A una vieja muchacha, que siempre me esperaba asomada a una ventana abierta y que ya siempre permanece cerrada, que no me espera ya, con olor a inmenso cariño y domingo, ahora ya marchito… A unas manos que ya jamás la tocarán, ni al verme, con afecto se agitarán al viento, cerca de las vías del tren. Que descansan, desde hace un año, donde habita el olvido y que es el tiempo que vivimos cuando se nos marcha, olvidándonos para siempre. A mi abuela. A mi Manuela. Sirva esta reflexión sobre el tiempo como la humilde elegía que tú y yo únicamente conoceremos.
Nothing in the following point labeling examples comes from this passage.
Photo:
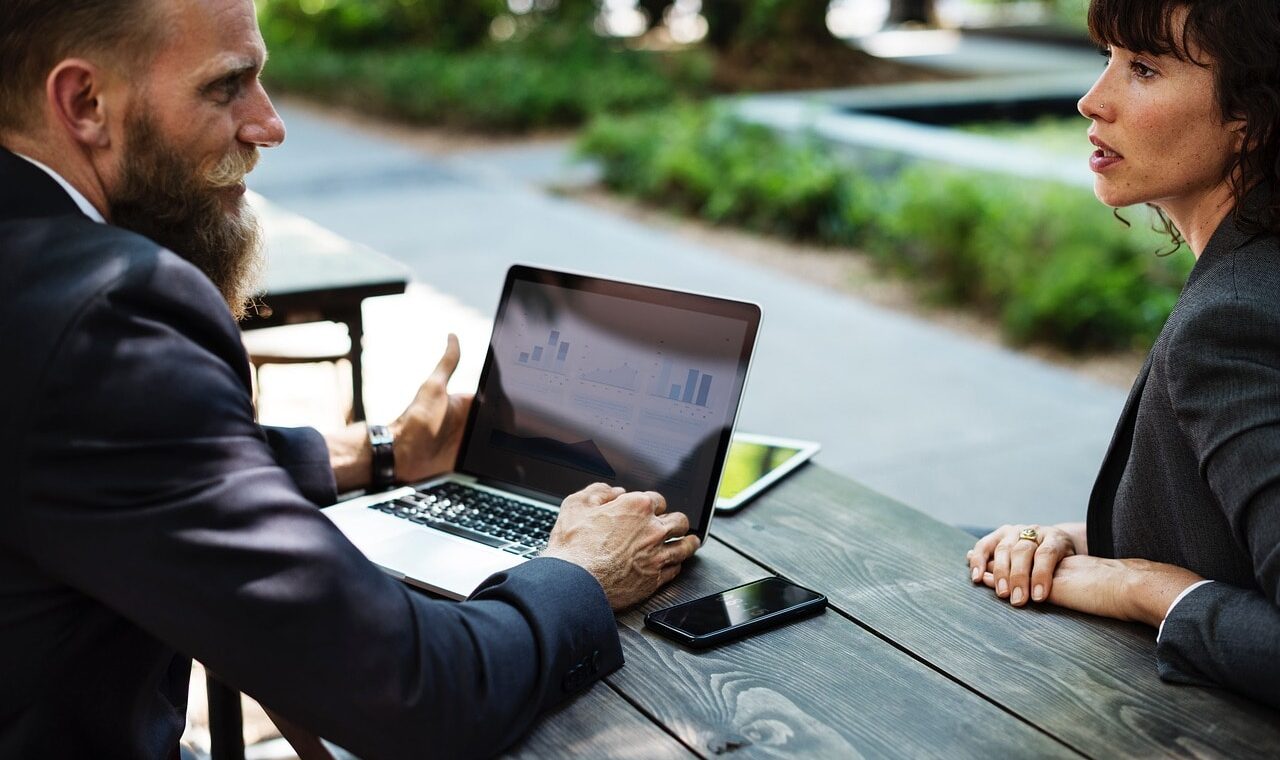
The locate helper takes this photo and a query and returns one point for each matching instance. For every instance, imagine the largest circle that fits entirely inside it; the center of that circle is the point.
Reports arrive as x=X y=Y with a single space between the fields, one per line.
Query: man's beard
x=174 y=202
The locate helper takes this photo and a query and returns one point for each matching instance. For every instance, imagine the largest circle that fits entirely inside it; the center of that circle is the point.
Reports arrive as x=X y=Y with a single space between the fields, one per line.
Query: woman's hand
x=1022 y=570
x=1124 y=589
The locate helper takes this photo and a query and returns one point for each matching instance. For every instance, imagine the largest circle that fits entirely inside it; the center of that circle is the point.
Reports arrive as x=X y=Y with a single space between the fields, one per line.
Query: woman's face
x=1159 y=133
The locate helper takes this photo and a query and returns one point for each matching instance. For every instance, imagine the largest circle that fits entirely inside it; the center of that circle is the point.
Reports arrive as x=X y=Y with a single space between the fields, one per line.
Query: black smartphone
x=735 y=613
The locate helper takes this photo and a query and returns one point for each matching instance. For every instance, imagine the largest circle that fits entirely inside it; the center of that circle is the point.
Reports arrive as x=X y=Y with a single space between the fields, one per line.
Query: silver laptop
x=586 y=380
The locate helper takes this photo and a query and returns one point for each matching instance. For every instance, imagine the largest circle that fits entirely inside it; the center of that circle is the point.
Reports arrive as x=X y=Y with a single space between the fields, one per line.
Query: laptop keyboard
x=480 y=516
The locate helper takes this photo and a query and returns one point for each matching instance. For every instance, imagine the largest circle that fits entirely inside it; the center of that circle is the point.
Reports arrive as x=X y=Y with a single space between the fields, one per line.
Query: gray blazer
x=1193 y=472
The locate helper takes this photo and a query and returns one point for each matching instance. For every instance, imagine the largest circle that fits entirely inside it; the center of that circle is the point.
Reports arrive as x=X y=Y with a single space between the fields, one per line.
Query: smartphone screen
x=720 y=614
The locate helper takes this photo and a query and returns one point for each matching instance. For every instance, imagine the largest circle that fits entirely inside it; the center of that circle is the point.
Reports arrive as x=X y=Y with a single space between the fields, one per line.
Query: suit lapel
x=27 y=192
x=1102 y=499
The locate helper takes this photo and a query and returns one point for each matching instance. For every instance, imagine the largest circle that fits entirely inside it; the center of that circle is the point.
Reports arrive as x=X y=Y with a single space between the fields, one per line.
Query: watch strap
x=382 y=442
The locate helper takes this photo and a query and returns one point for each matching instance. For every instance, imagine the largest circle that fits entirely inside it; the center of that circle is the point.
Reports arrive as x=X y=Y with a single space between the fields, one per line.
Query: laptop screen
x=595 y=380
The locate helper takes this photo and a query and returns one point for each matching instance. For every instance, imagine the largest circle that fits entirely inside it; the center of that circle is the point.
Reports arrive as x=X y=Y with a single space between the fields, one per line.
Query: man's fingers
x=448 y=362
x=676 y=523
x=677 y=552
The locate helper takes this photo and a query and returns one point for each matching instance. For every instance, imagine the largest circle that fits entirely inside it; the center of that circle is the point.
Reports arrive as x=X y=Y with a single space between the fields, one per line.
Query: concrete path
x=965 y=431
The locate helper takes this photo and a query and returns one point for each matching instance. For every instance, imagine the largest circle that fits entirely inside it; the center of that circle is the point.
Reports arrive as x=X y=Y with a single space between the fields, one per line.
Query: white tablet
x=754 y=463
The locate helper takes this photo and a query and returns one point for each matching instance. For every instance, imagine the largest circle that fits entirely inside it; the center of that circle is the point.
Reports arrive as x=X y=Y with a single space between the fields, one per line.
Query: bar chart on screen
x=549 y=357
x=695 y=388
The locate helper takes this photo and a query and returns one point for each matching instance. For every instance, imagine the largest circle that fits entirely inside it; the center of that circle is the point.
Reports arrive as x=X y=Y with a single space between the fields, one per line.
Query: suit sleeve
x=304 y=453
x=149 y=486
x=1224 y=370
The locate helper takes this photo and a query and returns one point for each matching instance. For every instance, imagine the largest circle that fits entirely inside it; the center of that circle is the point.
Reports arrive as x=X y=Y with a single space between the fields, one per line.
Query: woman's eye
x=1142 y=69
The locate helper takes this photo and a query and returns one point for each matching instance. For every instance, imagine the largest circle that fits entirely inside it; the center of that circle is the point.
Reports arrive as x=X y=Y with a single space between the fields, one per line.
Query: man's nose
x=263 y=126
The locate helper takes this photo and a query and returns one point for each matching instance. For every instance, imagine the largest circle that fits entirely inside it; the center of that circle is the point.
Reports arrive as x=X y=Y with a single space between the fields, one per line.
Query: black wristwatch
x=384 y=458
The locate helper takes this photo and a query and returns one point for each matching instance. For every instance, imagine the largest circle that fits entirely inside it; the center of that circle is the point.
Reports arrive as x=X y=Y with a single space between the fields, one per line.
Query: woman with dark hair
x=1183 y=529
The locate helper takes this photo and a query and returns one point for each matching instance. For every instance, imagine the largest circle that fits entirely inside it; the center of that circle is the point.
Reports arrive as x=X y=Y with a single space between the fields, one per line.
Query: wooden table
x=910 y=660
x=315 y=275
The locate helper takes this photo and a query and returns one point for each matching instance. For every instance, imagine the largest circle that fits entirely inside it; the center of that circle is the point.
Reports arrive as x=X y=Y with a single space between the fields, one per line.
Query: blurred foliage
x=1047 y=260
x=552 y=71
x=352 y=24
x=508 y=88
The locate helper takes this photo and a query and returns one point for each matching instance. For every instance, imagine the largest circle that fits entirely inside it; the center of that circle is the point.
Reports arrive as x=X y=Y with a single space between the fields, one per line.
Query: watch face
x=379 y=435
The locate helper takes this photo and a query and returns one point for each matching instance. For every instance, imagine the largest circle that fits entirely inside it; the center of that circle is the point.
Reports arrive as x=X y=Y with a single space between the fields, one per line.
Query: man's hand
x=429 y=431
x=621 y=539
x=426 y=435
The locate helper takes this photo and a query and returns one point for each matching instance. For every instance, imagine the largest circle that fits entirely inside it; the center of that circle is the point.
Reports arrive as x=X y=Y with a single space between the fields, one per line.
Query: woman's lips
x=1102 y=160
x=1105 y=156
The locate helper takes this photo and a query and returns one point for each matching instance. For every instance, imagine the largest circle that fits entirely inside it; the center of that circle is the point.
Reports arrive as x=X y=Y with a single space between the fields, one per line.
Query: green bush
x=1047 y=260
x=501 y=87
x=350 y=24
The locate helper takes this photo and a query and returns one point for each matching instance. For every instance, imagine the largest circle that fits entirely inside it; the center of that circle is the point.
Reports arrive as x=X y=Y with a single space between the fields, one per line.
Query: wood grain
x=1088 y=681
x=599 y=724
x=819 y=687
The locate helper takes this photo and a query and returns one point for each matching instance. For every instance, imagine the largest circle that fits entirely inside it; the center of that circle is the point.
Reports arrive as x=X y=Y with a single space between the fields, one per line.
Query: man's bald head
x=36 y=35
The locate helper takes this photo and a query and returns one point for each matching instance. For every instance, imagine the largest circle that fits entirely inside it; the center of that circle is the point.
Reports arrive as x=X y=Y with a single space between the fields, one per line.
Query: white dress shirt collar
x=71 y=191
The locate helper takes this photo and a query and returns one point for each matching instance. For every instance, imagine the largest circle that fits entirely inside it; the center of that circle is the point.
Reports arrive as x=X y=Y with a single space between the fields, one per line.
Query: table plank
x=821 y=687
x=599 y=724
x=1088 y=681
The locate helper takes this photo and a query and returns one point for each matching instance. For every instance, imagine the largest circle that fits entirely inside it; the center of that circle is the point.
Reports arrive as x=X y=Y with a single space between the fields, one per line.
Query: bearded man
x=147 y=518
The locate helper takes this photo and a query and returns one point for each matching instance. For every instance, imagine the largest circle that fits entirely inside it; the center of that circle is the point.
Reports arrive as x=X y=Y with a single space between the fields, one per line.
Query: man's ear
x=73 y=92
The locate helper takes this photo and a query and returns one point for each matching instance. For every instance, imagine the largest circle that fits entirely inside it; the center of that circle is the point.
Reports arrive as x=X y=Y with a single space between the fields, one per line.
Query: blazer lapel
x=1102 y=499
x=27 y=192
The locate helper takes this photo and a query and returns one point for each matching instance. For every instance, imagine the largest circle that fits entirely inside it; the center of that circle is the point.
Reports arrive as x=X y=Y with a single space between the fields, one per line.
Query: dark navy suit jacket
x=147 y=520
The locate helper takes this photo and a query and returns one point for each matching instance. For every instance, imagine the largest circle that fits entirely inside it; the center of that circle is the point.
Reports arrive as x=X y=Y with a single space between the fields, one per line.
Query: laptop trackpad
x=442 y=563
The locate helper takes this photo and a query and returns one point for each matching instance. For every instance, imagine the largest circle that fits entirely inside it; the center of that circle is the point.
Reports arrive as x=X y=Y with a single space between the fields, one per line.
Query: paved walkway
x=965 y=431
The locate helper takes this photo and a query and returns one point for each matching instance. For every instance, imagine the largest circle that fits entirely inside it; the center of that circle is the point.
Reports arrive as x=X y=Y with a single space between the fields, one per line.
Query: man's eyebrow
x=236 y=68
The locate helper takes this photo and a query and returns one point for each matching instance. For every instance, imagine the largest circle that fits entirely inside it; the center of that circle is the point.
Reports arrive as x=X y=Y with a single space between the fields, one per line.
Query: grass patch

En la tumba la tienes, a la tumba me la llevo.
Matada la tarde,
descargado el telón
como una tormenta
blanca de calaveras
negras, sobre la escena
violeta de la tierra.
Allí donde el recuerdo,
presa, huye sangrando
cenizas, por sus venas
y mientras
las alas abiertas
de las palomas
abatidas por el rayo
de las estrellas
caen hacia las lagunas
grises, secas y desiertas
de la luna llena
para buscar una tumba
en la que se labren
con ciegas e ilegibles letras
el epitafio de que aquí,
murió otra primavera.
Desde allí, el tiempo,
en su trono
quemado de madera
mira
disimulado al que pasa,
abriendo una navaja
para hundirla entre las flores
y volver otoño la mirada
de los felices hombres
y de las nubes que yerran
en los montes altos
y eternos, justo antes
de llegar al inmenso mar,
mientras,
la muralla de voces
y lamentos de las costas,
que nunca las nubes verán,
con la espuma
y en la lengua de las olas
se elevan,
para gritar y decir
a las nebulosas enredaderas
que navegan por los aires
que no valen nada
sus lágrimas apenas,
que no hay río
que las acoja ni las lleve
a sus arenas,
porque la parca
vestida de tiempo
y el sol las queman.
Ay de mí,
y del sueño dolorido…
Allá a lo lejos
en aquel lugar
de verde luto
en la oscuridad
viene conmigo
arrastrándose
mi tristeza
por entre los ojos
de los siglos
-le dice el Tiempo,
al oído,
al Olvido-
Cuánto he visto
qué hambre voraz,
la de la vida,
la de la nada
empeñada
en abrasar
lo que fue
es
y nunca ha sido,
porque no tiene
recuerdo el infinito
ni el mundo
que gira
ni el odio, ni el amor,
que la nada,
la vida,
es como un niño
y en sus juegos
ha de verse un día
de repente anciana
ante la muerte
preparando su lecho
sonriente
mientras se vuelan
las hojas
de las calles,
en remolinos,
se secan las plumas,
y se cierran los libros.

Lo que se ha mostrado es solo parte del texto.